State Key Laboratory of Biocatalysis and Enzyme Engineering, Hubei Collaborative Innovation Center for Green Transformation of Bio-resources, School of Life Sciences, Hubei University, Wuhan, People's Republic of China.
Appl Microbiol Biotechnol. 2020 May;104(9):3993-4003. doi: 10.1007/s00253-020-10477-3. Epub 2020 Mar 9.

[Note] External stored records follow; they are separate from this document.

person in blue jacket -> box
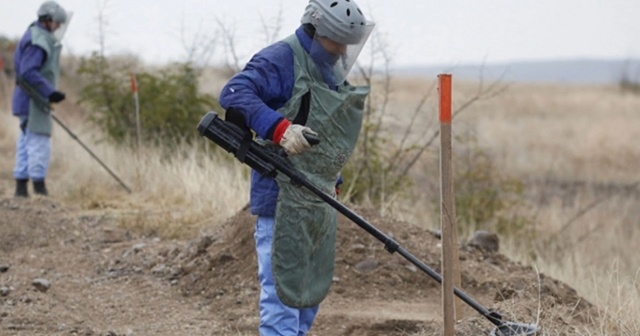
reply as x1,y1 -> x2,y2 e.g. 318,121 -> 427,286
220,0 -> 374,336
12,1 -> 69,197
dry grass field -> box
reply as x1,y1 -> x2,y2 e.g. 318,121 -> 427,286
0,65 -> 640,335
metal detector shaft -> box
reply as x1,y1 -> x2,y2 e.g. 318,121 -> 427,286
16,77 -> 131,193
198,112 -> 505,327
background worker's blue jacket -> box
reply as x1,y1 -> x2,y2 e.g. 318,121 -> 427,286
220,27 -> 324,217
12,22 -> 55,118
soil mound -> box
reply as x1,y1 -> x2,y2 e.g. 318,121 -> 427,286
140,208 -> 594,335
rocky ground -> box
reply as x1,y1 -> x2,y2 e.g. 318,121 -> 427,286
0,180 -> 596,336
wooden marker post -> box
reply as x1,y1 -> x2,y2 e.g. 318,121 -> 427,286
438,74 -> 462,336
130,73 -> 142,152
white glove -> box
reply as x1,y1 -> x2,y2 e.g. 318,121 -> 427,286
280,124 -> 318,155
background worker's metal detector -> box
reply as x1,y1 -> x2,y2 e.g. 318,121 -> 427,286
16,76 -> 131,193
198,112 -> 539,336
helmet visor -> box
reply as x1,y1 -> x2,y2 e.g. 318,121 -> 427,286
309,22 -> 375,86
53,11 -> 73,42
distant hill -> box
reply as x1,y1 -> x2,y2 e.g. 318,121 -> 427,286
394,59 -> 640,84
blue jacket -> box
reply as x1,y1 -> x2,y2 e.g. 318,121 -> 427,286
12,22 -> 55,118
220,27 -> 312,217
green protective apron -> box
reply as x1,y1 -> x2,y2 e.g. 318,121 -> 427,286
27,25 -> 62,135
271,35 -> 369,308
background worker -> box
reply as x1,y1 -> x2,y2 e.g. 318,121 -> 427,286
12,1 -> 70,197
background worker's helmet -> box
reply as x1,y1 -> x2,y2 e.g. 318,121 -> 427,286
38,1 -> 67,24
301,0 -> 372,44
300,0 -> 375,85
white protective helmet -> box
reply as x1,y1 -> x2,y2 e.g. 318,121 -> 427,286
38,1 -> 67,24
300,0 -> 375,85
301,0 -> 371,44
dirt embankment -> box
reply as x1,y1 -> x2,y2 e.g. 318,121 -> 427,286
0,180 -> 595,336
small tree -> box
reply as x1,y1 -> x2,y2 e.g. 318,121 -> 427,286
78,53 -> 219,146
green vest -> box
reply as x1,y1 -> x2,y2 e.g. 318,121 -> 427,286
27,25 -> 62,135
271,35 -> 369,307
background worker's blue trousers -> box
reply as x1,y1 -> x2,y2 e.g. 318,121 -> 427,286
13,120 -> 51,182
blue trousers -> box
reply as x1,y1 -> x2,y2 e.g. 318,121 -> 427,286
254,217 -> 319,336
13,119 -> 51,182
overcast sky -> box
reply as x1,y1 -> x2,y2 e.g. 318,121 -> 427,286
0,0 -> 640,67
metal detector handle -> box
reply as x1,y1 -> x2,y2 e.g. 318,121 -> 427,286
302,132 -> 320,146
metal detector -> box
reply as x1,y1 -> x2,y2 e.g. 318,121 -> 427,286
16,76 -> 131,193
198,112 -> 540,336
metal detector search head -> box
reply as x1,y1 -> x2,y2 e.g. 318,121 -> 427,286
489,322 -> 540,336
198,112 -> 540,336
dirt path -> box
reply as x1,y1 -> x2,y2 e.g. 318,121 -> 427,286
0,179 -> 591,336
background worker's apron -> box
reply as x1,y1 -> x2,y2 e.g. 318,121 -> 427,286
271,35 -> 369,308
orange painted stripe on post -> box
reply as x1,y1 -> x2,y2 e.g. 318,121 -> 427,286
438,74 -> 451,123
130,73 -> 138,93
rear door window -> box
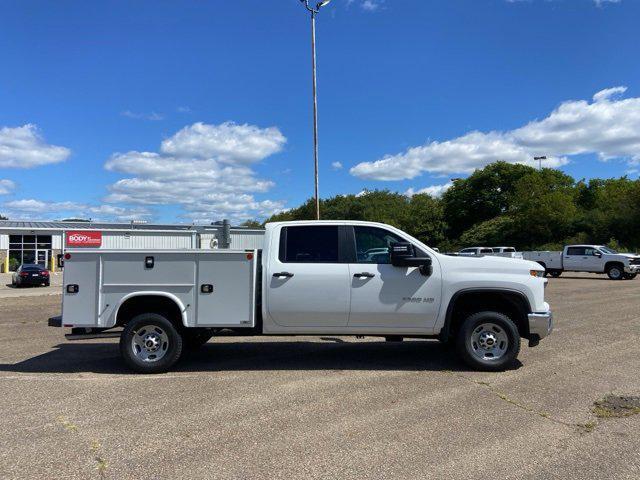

A PCR-independent in vitro site-directed mutagenesis method was established. Cas12a from Francisella novicida (FnCas12a) linearizes the plasmid with single digestion. T5 exonuclease removes the target nucleotide. A short single- or double-stranded mutagenic oligonucleotide introduces the mutation. This rapid and simple mutagenesis method is referred to as FnCas12a and T5 exonuclease mediated site-directed mutagenesis system (CT5-SDM). The platform is also suitable for the mutagenesis of plasmids larger than 10 kb. KEY POINTS: Site-directed mutagenesis mediated by single-stranded DNA. Removing target site with T5 exonuclease. Highly efficient cleavage of target DNA with FnCas12a.
建立了一种不依赖于 PCR 的体外定点突变方法。来自弗朗西斯氏菌属 novicida(FnCas12a)的 Cas12a 对质粒进行单次消化使其线性化。T5 外切酶切除靶核苷酸。短的单链或双链突变寡核苷酸引入突变。这种快速简单的诱变方法称为 FnCas12a 和 T5 外切酶介导的定点突变系统(CT5-SDM)。该平台也适用于大于 10kb 的质粒的诱变。要点:单链 DNA 介导的定点突变。T5 外切酶去除靶位点。FnCas12a 高效切割靶 DNA。